- Douglas City Douglas City
- Coordinates: 35°37′51.77″N 97°15′22.05″W﻿ / ﻿35.6310472°N 97.2561250°W
- Country: United States
- State: Oklahoma
- County: Oklahoma
- Established: c. 1890
- Time zone: UTC-6 (Central (CST))
- • Summer (DST): UTC-5 (CDT)
- Disestablished: c. 1900

= Douglas City, Oklahoma =

Douglas City is a ghost town in Oklahoma County, Oklahoma. It is 3.4 mi southwest of Luther; nothing remains there anymore, with the former townsite now being mainly wooded area. There is an active church with the Douglas name located in the southeastern corner of the remnants of the town, and the Turner Turnpike runs through the towns remnants, however.

==History==

Douglas City started in the early 1890s as a pop-up town in the Unassigned Lands. The town was started by multiple entrepreneurs of African-American descent, as Douglas City was founded as a black settlement. It is believed that more than 200 lots had been sold to African-American families.

By 1893, the town had a general store, a cotton gin, a gristmill, a few residences, and a church. (Note: The church wound up moving locations to where the modern one, mentioned in the top section, is today.) A post office for the town was created on May 12, 1894.

The town was set to have 160 acres, wide streets, and lots 25 feet by 140 feet; ten acres were kept for the creation of the Douglas City Public School, which was later built. (Note: The school was later merged with Luther Public Schools.)

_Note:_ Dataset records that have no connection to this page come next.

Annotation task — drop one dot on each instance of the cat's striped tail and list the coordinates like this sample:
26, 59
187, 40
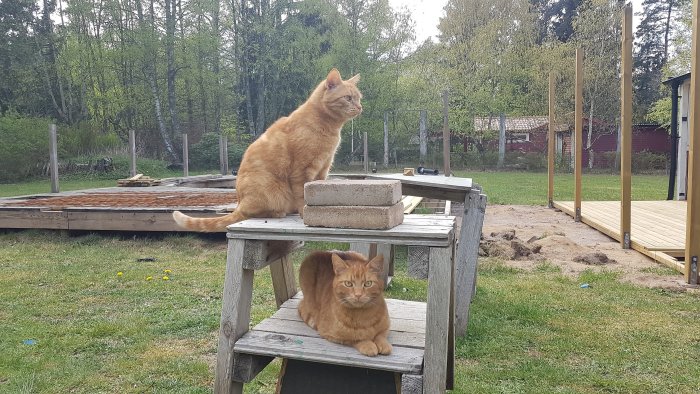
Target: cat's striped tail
209, 225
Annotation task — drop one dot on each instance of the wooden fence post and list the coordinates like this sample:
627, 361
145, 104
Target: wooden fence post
626, 135
53, 157
185, 156
132, 152
579, 134
366, 154
550, 145
692, 232
446, 133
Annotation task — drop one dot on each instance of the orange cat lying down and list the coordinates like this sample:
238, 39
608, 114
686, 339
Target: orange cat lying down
296, 149
344, 300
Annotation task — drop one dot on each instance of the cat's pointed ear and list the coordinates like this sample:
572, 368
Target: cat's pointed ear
376, 265
333, 79
339, 265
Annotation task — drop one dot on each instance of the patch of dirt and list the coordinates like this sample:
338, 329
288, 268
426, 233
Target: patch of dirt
553, 236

The developers of the town believed the town would be successful, largely for two reasons, with one reason being that Douglas City was on a survey line for the proposed Midland Railroad. The railroad was supposed to go from Coffeyville, Kansas, to McAlester, Oklahoma, adding onto the Missouri Pacific Railroad. The railroad, however, never got built.

The second reason developers of Douglas City thought it would be successful was that they offered to donate 20 acres of the land to the state of Oklahoma for the Territorial Normal School for Negroes. The university, however, was put in Langston, with it being still up under the name of Langston University.

Due to the fact that the main two factors of the towns success were never put into motion, the towns population declined. The post office for the town ended on June 15, 1900.